World's largest private submarine in mystery sink accident
Captain rescued but questions remain over passenger's whereabouts
One of the world's only privately built submarines has reportedly sunk under mysterious circumstances on the Danish coast.
The 33-ton diesel-electric boat, UC3 Nautilus, is said to have foundered after getting into difficulty in Køge Bay, around 25 miles southwest of Copenhagen.
Prominent Swedish newspaper Aftonbladet wrote that the boat was reported missing after it failed to return to Copenhagen harbour as scheduled.
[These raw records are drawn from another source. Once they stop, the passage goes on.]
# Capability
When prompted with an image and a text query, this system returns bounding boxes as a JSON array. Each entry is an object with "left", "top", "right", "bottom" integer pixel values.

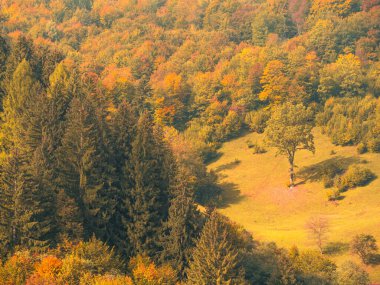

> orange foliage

[
  {"left": 26, "top": 255, "right": 62, "bottom": 285},
  {"left": 102, "top": 65, "right": 133, "bottom": 91},
  {"left": 163, "top": 72, "right": 183, "bottom": 95},
  {"left": 128, "top": 255, "right": 176, "bottom": 284}
]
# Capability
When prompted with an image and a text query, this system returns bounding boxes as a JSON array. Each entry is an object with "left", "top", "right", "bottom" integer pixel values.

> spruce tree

[
  {"left": 107, "top": 100, "right": 137, "bottom": 256},
  {"left": 126, "top": 111, "right": 171, "bottom": 257},
  {"left": 57, "top": 94, "right": 111, "bottom": 239},
  {"left": 186, "top": 211, "right": 247, "bottom": 285},
  {"left": 45, "top": 62, "right": 74, "bottom": 150},
  {"left": 0, "top": 59, "right": 60, "bottom": 252},
  {"left": 0, "top": 152, "right": 25, "bottom": 256},
  {"left": 25, "top": 136, "right": 59, "bottom": 249},
  {"left": 160, "top": 166, "right": 203, "bottom": 279},
  {"left": 0, "top": 35, "right": 9, "bottom": 105},
  {"left": 4, "top": 36, "right": 36, "bottom": 83},
  {"left": 1, "top": 59, "right": 41, "bottom": 154}
]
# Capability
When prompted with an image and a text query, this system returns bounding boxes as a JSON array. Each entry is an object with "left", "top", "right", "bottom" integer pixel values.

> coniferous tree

[
  {"left": 126, "top": 111, "right": 172, "bottom": 258},
  {"left": 0, "top": 35, "right": 9, "bottom": 105},
  {"left": 45, "top": 62, "right": 74, "bottom": 149},
  {"left": 0, "top": 152, "right": 24, "bottom": 257},
  {"left": 56, "top": 189, "right": 84, "bottom": 242},
  {"left": 1, "top": 60, "right": 41, "bottom": 154},
  {"left": 186, "top": 211, "right": 247, "bottom": 285},
  {"left": 107, "top": 100, "right": 137, "bottom": 256},
  {"left": 4, "top": 36, "right": 36, "bottom": 83},
  {"left": 23, "top": 136, "right": 58, "bottom": 250},
  {"left": 57, "top": 94, "right": 111, "bottom": 239},
  {"left": 0, "top": 59, "right": 60, "bottom": 252},
  {"left": 160, "top": 166, "right": 203, "bottom": 279}
]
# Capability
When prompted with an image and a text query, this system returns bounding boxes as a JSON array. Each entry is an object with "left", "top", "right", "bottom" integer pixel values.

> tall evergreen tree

[
  {"left": 126, "top": 111, "right": 172, "bottom": 258},
  {"left": 186, "top": 211, "right": 247, "bottom": 285},
  {"left": 57, "top": 94, "right": 112, "bottom": 239},
  {"left": 0, "top": 152, "right": 25, "bottom": 257},
  {"left": 4, "top": 36, "right": 36, "bottom": 83},
  {"left": 160, "top": 166, "right": 203, "bottom": 279},
  {"left": 1, "top": 59, "right": 41, "bottom": 154},
  {"left": 0, "top": 59, "right": 59, "bottom": 253},
  {"left": 0, "top": 35, "right": 9, "bottom": 106},
  {"left": 107, "top": 100, "right": 137, "bottom": 256},
  {"left": 23, "top": 137, "right": 58, "bottom": 250}
]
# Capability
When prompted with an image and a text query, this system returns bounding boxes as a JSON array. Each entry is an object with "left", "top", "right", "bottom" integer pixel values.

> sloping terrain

[{"left": 209, "top": 129, "right": 380, "bottom": 281}]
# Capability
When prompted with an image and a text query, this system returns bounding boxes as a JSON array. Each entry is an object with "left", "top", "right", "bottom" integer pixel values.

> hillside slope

[{"left": 209, "top": 128, "right": 380, "bottom": 281}]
This prompted a search by the Danish Navy.
While the navy apparently found the Nautilus and her captain, Peter Madsen, on the sea's surface, it appears that the boat foundered shortly afterwards as a result of "technical problems", judging by other accounts.
One Swedish journalist aboard the submarine who was reportedly put ashore before the boat ran into trouble has not yet been accounted for, according to Danish newspaper Berlingske. Bloomberg News reported that Madsen told a local TV station about the sinking, revealing that a problem with a ballast tank caused the crowdfunded vessel to sink.
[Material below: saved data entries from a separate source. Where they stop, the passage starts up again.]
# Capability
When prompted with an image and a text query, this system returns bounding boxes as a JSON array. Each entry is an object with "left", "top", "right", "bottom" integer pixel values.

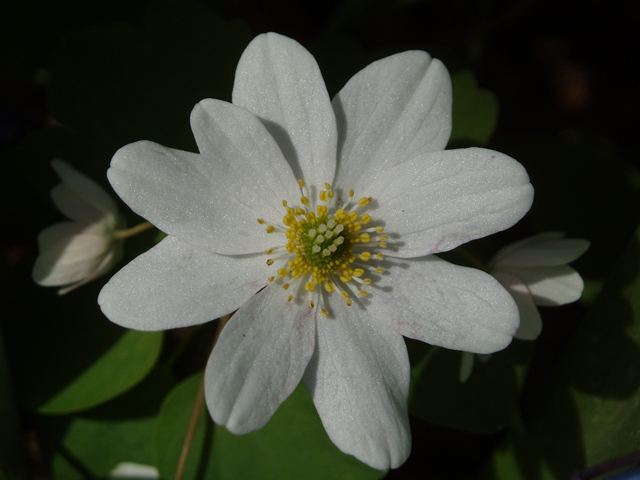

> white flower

[
  {"left": 98, "top": 33, "right": 534, "bottom": 469},
  {"left": 490, "top": 232, "right": 590, "bottom": 340},
  {"left": 33, "top": 160, "right": 124, "bottom": 295},
  {"left": 109, "top": 462, "right": 159, "bottom": 479}
]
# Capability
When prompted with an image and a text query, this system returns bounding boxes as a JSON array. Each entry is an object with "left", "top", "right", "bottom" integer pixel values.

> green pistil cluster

[{"left": 301, "top": 218, "right": 349, "bottom": 269}]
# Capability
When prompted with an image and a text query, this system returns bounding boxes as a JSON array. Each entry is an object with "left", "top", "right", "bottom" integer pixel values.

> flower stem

[
  {"left": 113, "top": 221, "right": 155, "bottom": 239},
  {"left": 173, "top": 314, "right": 231, "bottom": 480}
]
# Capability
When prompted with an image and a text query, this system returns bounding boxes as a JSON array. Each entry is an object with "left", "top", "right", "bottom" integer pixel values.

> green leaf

[
  {"left": 155, "top": 373, "right": 383, "bottom": 480},
  {"left": 480, "top": 224, "right": 640, "bottom": 480},
  {"left": 409, "top": 342, "right": 532, "bottom": 434},
  {"left": 449, "top": 70, "right": 499, "bottom": 146},
  {"left": 35, "top": 367, "right": 174, "bottom": 479},
  {"left": 4, "top": 274, "right": 163, "bottom": 414}
]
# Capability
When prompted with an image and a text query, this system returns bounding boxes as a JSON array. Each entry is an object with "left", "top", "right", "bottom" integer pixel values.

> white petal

[
  {"left": 504, "top": 265, "right": 585, "bottom": 306},
  {"left": 304, "top": 297, "right": 411, "bottom": 470},
  {"left": 98, "top": 236, "right": 268, "bottom": 331},
  {"left": 109, "top": 462, "right": 159, "bottom": 479},
  {"left": 51, "top": 159, "right": 118, "bottom": 223},
  {"left": 33, "top": 222, "right": 114, "bottom": 287},
  {"left": 333, "top": 51, "right": 452, "bottom": 195},
  {"left": 491, "top": 233, "right": 589, "bottom": 268},
  {"left": 368, "top": 147, "right": 534, "bottom": 258},
  {"left": 205, "top": 285, "right": 315, "bottom": 434},
  {"left": 57, "top": 240, "right": 124, "bottom": 295},
  {"left": 108, "top": 107, "right": 293, "bottom": 255},
  {"left": 370, "top": 256, "right": 519, "bottom": 354},
  {"left": 232, "top": 33, "right": 337, "bottom": 193},
  {"left": 492, "top": 271, "right": 542, "bottom": 340}
]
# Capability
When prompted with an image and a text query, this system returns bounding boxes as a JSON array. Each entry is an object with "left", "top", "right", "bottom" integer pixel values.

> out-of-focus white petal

[
  {"left": 459, "top": 351, "right": 475, "bottom": 383},
  {"left": 57, "top": 240, "right": 124, "bottom": 295},
  {"left": 491, "top": 232, "right": 590, "bottom": 268},
  {"left": 51, "top": 159, "right": 118, "bottom": 223},
  {"left": 107, "top": 131, "right": 289, "bottom": 255},
  {"left": 232, "top": 33, "right": 337, "bottom": 193},
  {"left": 304, "top": 297, "right": 411, "bottom": 471},
  {"left": 33, "top": 222, "right": 114, "bottom": 287},
  {"left": 492, "top": 271, "right": 542, "bottom": 340},
  {"left": 507, "top": 265, "right": 585, "bottom": 306},
  {"left": 333, "top": 51, "right": 451, "bottom": 194},
  {"left": 205, "top": 286, "right": 315, "bottom": 434},
  {"left": 98, "top": 236, "right": 268, "bottom": 331},
  {"left": 368, "top": 148, "right": 533, "bottom": 258},
  {"left": 370, "top": 256, "right": 519, "bottom": 354},
  {"left": 109, "top": 462, "right": 159, "bottom": 479}
]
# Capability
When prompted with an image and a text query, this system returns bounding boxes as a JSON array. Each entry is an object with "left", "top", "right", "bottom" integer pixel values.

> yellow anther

[
  {"left": 379, "top": 235, "right": 388, "bottom": 241},
  {"left": 306, "top": 212, "right": 316, "bottom": 223},
  {"left": 349, "top": 189, "right": 354, "bottom": 197},
  {"left": 351, "top": 222, "right": 362, "bottom": 232},
  {"left": 308, "top": 300, "right": 315, "bottom": 309},
  {"left": 360, "top": 252, "right": 372, "bottom": 261},
  {"left": 376, "top": 267, "right": 384, "bottom": 274},
  {"left": 321, "top": 309, "right": 329, "bottom": 317},
  {"left": 357, "top": 197, "right": 371, "bottom": 207},
  {"left": 268, "top": 276, "right": 275, "bottom": 282},
  {"left": 360, "top": 233, "right": 371, "bottom": 243},
  {"left": 364, "top": 279, "right": 372, "bottom": 286},
  {"left": 283, "top": 283, "right": 290, "bottom": 290},
  {"left": 301, "top": 196, "right": 309, "bottom": 205},
  {"left": 353, "top": 268, "right": 365, "bottom": 277},
  {"left": 345, "top": 298, "right": 353, "bottom": 306},
  {"left": 359, "top": 291, "right": 367, "bottom": 297},
  {"left": 277, "top": 268, "right": 288, "bottom": 278},
  {"left": 324, "top": 282, "right": 335, "bottom": 293},
  {"left": 328, "top": 191, "right": 335, "bottom": 199},
  {"left": 265, "top": 248, "right": 273, "bottom": 254},
  {"left": 347, "top": 211, "right": 359, "bottom": 222},
  {"left": 324, "top": 182, "right": 331, "bottom": 190},
  {"left": 379, "top": 242, "right": 387, "bottom": 248},
  {"left": 267, "top": 259, "right": 275, "bottom": 266},
  {"left": 294, "top": 208, "right": 305, "bottom": 215},
  {"left": 305, "top": 282, "right": 316, "bottom": 292},
  {"left": 319, "top": 191, "right": 328, "bottom": 202},
  {"left": 361, "top": 214, "right": 371, "bottom": 224},
  {"left": 257, "top": 218, "right": 265, "bottom": 224},
  {"left": 376, "top": 253, "right": 385, "bottom": 260},
  {"left": 266, "top": 225, "right": 275, "bottom": 233},
  {"left": 317, "top": 205, "right": 327, "bottom": 217},
  {"left": 298, "top": 179, "right": 306, "bottom": 188},
  {"left": 340, "top": 290, "right": 350, "bottom": 299},
  {"left": 287, "top": 295, "right": 293, "bottom": 302},
  {"left": 282, "top": 200, "right": 288, "bottom": 207},
  {"left": 339, "top": 274, "right": 352, "bottom": 283}
]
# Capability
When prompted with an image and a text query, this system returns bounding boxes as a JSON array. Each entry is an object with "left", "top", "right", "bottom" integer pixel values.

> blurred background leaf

[
  {"left": 155, "top": 373, "right": 383, "bottom": 480},
  {"left": 480, "top": 222, "right": 640, "bottom": 480}
]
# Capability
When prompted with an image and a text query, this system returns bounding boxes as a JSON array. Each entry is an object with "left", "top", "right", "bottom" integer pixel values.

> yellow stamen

[{"left": 266, "top": 225, "right": 275, "bottom": 233}]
Ballast tanks are used to dive and surface a submarine by changing its buoyancy. When the tanks are filled with water, the submarine sinks; when they are pumped out with compressed air, the sub rises.
"It took about 30 seconds for Nautilus to sink, and I couldn't close any hatches or anything," Madsen was reported as saying. "But I guess that was pretty good because I otherwise still would have been down there."
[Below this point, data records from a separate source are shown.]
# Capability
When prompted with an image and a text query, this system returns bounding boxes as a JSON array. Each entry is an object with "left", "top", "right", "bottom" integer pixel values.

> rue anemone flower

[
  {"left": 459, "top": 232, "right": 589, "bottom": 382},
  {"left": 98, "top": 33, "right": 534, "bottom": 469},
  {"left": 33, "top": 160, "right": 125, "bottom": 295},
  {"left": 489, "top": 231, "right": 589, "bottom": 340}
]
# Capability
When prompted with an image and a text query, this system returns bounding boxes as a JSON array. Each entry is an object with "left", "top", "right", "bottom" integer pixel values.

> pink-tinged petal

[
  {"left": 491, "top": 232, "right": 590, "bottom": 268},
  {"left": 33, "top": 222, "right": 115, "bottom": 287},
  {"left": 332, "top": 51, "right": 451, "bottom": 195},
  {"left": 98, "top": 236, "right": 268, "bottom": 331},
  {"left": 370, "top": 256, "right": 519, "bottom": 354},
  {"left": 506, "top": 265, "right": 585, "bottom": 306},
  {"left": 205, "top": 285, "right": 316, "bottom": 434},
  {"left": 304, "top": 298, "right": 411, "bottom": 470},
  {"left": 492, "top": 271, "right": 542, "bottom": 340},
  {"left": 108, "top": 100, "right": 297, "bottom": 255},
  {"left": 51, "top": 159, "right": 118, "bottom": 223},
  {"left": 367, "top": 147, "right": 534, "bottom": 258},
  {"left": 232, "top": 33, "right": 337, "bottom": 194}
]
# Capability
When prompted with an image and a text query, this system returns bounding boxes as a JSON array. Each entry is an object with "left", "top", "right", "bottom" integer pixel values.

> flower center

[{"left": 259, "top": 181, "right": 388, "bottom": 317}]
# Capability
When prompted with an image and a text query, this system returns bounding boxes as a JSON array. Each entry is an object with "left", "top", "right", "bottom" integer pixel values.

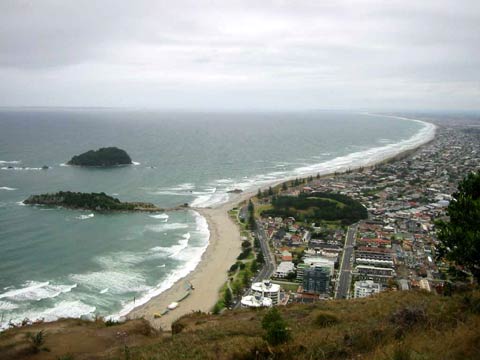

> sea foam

[
  {"left": 0, "top": 300, "right": 97, "bottom": 331},
  {"left": 111, "top": 210, "right": 210, "bottom": 320},
  {"left": 0, "top": 281, "right": 77, "bottom": 302},
  {"left": 0, "top": 160, "right": 20, "bottom": 164},
  {"left": 77, "top": 213, "right": 94, "bottom": 220},
  {"left": 145, "top": 223, "right": 189, "bottom": 232},
  {"left": 188, "top": 116, "right": 436, "bottom": 209},
  {"left": 71, "top": 270, "right": 149, "bottom": 295},
  {"left": 149, "top": 213, "right": 169, "bottom": 220}
]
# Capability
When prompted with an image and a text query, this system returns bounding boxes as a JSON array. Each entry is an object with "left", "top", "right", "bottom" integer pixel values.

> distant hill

[
  {"left": 23, "top": 191, "right": 162, "bottom": 212},
  {"left": 67, "top": 147, "right": 132, "bottom": 166}
]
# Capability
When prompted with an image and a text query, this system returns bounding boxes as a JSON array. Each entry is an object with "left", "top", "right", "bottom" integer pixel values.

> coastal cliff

[
  {"left": 23, "top": 191, "right": 164, "bottom": 212},
  {"left": 67, "top": 147, "right": 132, "bottom": 166}
]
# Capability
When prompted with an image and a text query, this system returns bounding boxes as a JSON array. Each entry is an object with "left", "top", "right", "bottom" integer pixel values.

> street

[{"left": 335, "top": 224, "right": 357, "bottom": 299}]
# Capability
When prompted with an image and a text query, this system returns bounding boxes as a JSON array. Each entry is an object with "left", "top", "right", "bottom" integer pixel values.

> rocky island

[
  {"left": 67, "top": 147, "right": 132, "bottom": 167},
  {"left": 23, "top": 191, "right": 166, "bottom": 212}
]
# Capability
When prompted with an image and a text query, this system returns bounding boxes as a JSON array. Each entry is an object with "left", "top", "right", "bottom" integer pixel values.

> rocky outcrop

[
  {"left": 23, "top": 191, "right": 164, "bottom": 212},
  {"left": 67, "top": 147, "right": 132, "bottom": 167}
]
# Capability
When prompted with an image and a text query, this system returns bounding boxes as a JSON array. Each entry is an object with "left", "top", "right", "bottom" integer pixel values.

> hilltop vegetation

[
  {"left": 23, "top": 191, "right": 162, "bottom": 212},
  {"left": 261, "top": 192, "right": 368, "bottom": 225},
  {"left": 1, "top": 290, "right": 479, "bottom": 359},
  {"left": 67, "top": 147, "right": 132, "bottom": 166}
]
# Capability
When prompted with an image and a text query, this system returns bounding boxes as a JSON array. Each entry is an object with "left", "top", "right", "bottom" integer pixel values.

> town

[{"left": 229, "top": 118, "right": 480, "bottom": 309}]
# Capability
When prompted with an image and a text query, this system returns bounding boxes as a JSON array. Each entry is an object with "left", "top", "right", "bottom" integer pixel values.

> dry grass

[
  {"left": 128, "top": 290, "right": 480, "bottom": 360},
  {"left": 1, "top": 290, "right": 479, "bottom": 359}
]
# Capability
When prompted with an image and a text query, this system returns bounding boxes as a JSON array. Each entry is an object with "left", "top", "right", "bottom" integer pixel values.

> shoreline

[
  {"left": 127, "top": 117, "right": 437, "bottom": 331},
  {"left": 126, "top": 199, "right": 248, "bottom": 330}
]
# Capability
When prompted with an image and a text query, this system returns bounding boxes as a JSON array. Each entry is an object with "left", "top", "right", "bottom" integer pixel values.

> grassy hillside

[{"left": 2, "top": 290, "right": 479, "bottom": 359}]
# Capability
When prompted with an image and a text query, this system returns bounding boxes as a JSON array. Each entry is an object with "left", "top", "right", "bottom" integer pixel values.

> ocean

[{"left": 0, "top": 110, "right": 435, "bottom": 329}]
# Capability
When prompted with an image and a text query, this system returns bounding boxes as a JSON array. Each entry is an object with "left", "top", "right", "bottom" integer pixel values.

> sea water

[{"left": 0, "top": 110, "right": 434, "bottom": 329}]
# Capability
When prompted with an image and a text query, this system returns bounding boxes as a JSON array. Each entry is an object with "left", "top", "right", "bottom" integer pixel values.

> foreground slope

[{"left": 1, "top": 290, "right": 479, "bottom": 359}]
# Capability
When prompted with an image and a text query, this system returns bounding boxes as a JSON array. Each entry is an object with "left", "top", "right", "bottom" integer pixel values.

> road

[
  {"left": 253, "top": 220, "right": 276, "bottom": 281},
  {"left": 335, "top": 224, "right": 357, "bottom": 299},
  {"left": 233, "top": 220, "right": 275, "bottom": 308}
]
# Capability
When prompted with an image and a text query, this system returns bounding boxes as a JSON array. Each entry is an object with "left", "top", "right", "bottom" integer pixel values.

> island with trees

[
  {"left": 23, "top": 191, "right": 167, "bottom": 212},
  {"left": 67, "top": 147, "right": 133, "bottom": 167}
]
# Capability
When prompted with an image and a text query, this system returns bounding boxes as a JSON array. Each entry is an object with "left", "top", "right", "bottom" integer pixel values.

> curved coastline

[
  {"left": 126, "top": 115, "right": 436, "bottom": 330},
  {"left": 0, "top": 114, "right": 438, "bottom": 332}
]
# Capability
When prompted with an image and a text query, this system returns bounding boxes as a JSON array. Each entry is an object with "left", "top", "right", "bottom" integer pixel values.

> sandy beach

The Nautilus itself was launched in 2008, having been built by Madsen and a group of friends. The Wikipedia entry for the boat appears to have been written by someone familiar with the Nautilus's design and systems, judging by the level of detail. While her theoretical crush depth is given as "400m-500m", this seems a tad optimistic. Proper naval submarines tend to operate at these levels, and the 18-metre Nautilus is far smaller than those.
The boat was reportedly equipped with a fully functional snorkel system as well, allowing her to use her diesel engines for propulsion while submerged just below the surface. Her maximum speed was given as a stately 9 knots. A few years ago a crowdfunding project to raise $50,000 for a refit fell well short of its target.
The Nautilus was unarmed, though was reportedly well equipped with video cameras and portholes for observation. She was relaunched in April this year after a six-year refit, if Wikipedia is to be believed.
Private submarines, as distinct from submersibles used for scientific research and the like, are vanishingly rare. The traditional size and hull form of submarines is driven by their need to carry armaments, sensors and a crew to operate them; the size is simply not necessary when you don't need half a dozen torpedo tubes in the bows and stern of your boat, or a ballistic missile compartment in the middle of it. Scientific and private submersibles, as a result, tend to resemble crabs with bulbous heads rather than missiles.